Commanders and leaders
- Nikolai Yudenich: Abdul Kerim Pasha Halil Pasha

Strength
- 85,000: 65,000

Casualties and losses
- 12,000: 25,000

= Battle of Koprukoy =

World War I battle between Russia and Ottoman Empire

The Battle of Köprüköy was a major engagement of the Caucasus Campaign during World War I. Occurring between January 10 and 19, 1916, it resulted in a decisive victory for the Russian Empire and broke the Ottoman defensive lines protecting Erzurum.

==Background==
The Ottoman Third Army's defensive front was divided into three distinct sectors. The central sector, considered the most critical, stretched from the Cakir-baba ridge to the Aras river south of Azapköy, covering the primary road to Erzurum through the Pasin valley.
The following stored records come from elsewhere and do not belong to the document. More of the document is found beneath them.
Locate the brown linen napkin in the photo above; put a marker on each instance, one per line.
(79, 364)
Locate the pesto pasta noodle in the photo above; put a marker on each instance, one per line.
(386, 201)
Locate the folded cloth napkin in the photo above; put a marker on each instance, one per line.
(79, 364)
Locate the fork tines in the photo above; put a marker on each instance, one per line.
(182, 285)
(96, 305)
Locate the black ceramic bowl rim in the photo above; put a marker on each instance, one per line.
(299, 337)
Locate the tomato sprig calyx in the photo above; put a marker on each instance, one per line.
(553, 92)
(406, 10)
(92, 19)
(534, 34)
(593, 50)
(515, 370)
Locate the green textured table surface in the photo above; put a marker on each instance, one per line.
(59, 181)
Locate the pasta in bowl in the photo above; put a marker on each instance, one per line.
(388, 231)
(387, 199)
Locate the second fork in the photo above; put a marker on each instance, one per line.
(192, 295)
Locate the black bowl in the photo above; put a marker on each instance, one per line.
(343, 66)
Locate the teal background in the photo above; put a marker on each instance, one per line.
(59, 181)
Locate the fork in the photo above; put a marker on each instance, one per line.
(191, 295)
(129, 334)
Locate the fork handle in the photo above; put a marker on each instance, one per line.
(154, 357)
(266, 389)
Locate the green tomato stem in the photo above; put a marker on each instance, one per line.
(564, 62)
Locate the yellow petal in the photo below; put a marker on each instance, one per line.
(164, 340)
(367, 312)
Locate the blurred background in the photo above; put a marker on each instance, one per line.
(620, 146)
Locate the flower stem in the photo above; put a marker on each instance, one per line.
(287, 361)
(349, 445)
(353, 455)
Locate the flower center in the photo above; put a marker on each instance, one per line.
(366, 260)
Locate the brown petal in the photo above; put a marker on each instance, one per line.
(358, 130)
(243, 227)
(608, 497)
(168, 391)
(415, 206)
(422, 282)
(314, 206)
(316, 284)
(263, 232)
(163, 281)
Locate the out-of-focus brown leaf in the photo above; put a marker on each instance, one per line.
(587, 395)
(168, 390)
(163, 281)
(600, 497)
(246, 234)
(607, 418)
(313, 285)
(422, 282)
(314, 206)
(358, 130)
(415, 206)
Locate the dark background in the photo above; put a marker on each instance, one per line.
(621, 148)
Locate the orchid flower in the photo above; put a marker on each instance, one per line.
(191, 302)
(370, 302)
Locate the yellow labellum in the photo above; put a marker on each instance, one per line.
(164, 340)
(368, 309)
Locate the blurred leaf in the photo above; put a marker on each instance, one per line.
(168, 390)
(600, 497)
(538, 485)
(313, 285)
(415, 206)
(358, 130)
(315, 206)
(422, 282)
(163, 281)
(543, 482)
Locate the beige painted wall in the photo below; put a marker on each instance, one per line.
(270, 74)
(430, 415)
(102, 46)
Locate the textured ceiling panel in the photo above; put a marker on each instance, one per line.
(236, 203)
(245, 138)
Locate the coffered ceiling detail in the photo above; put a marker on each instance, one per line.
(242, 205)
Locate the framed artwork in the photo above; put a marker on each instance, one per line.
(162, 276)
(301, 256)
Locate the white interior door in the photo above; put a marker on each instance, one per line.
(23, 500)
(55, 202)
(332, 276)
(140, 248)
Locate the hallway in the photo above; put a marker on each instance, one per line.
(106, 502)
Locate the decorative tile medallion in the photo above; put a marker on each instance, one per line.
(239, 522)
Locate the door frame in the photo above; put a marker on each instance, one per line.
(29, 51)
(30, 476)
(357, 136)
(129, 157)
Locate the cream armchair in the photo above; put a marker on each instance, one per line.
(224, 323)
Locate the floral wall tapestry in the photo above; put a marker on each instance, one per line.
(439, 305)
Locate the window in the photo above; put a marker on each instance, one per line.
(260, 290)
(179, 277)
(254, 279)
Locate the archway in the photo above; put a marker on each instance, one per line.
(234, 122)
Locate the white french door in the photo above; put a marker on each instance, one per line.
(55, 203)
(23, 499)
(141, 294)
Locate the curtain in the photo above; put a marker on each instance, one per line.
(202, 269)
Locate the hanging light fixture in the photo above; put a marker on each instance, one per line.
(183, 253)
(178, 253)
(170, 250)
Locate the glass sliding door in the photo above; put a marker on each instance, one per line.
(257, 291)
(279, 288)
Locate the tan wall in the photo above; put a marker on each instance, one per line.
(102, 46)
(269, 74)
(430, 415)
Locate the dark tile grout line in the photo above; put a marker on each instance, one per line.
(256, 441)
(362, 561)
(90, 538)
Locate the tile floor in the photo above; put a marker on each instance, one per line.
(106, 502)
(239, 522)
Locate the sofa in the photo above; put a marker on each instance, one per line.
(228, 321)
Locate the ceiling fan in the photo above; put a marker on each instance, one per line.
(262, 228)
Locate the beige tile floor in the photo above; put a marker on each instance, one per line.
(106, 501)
The Russian command, led by Nikolai Yudenich, studied these positions in detail. While the Ottoman line was well-fortified with wire and artillery, it suffered from a critical lack of reserves to address a concentrated breakthrough.

==Battle==
Yudenich opted to strike at the boundary between the northern and central sectors near the Cakir-baba ridge, positioning the 4th Caucasian Rifle Division to spearhead the offensive. Following a series of diversionary attacks on January 10 that forced the Ottoman command to misallocate the 17th Division, the main Russian assault began on January 14 near the Cakir-baba ridge.

Despite heavy snow and determined resistance, the Russian forces reached the point of breakthrough by January 15. The Siberian Cossacks were deployed to the sector to exploit the gaps in the line. Facing encirclement, Abdul Kerim Pasha ordered a general withdrawal on the night of January 16–17. The Siberian Cossacks successfully annihilated the Ottoman rear-guard, though the bulk of the Third Army managed to retreat to the Erzurum fortress system.

==Aftermath==
The Ottoman Third Army suffered 25,000 total casualties (killed, wounded, and frozen), while Russian losses reached 12,000, including significant numbers of frostbite cases. The victory allowed Russia to threaten Erzurum directly, fundamentally altering the strategic situation in the Caucasus.